The Zimbabwe Standard, the country's only independent Sunday newspaper, said that Tafataona Mahoso, head of the state Media and Information Commission, told one of its reporters that regulators were scrutinising the publication's contents.
"We will be coming to you soon. You are writing lies," Mr Mahoso told the newspaper.
The commission refused to license The Daily News, the nation's only independent daily newspaper, last month, saying it failed to follow proper procedures to get a license and that it published illegally for eight months. The Standard received a commission license under sweeping media laws passed last year. Only licensed newspapers can publish under the new laws.
On Friday, The Standard reported that the Information Minister, Jonathan Moyo, called the newspaper and its sister weekly, The Zimbabwe Independent, "running dogs of imperialism". "Really, we should shut these papers down because they are trash, they injured our national interest," Mr Moyo said.

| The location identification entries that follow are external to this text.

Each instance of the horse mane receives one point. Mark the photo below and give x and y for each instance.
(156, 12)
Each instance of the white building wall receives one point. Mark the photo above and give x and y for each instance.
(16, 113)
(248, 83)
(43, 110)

The Sunday Mail newspaper, an officially sanctioned newspaper, claimed The Standard was planning to publish a daily edition using some staff from the banned Daily News. The Standard's owners, however, have not announced any plans to ask for accreditation to bring out a daily edition.
The Sunday Mail also alleged "underground forces" were at work to keep The Daily News staff on the payroll while efforts to restart an independent daily are pursued. It said the Media Institute of Southern Africa, a press freedom watchdog, was paying journalists from the banned paper. It added that several international agencies and Britain, Zimbabwe's former colonial power, were giving money to The Daily News to keep the newspaper company financially intact during court challenges to their ban.
The Daily News, meanwhile, announced the launch yesterday of a limited electronic edition available on a website in neighbouring South Africa. Five Daily News directors and 15 journalists have been charged with violating Zimbabwe's media laws during a government crackdown against dissent.
The state controls the country's two other dailies and the country's only television and radio station.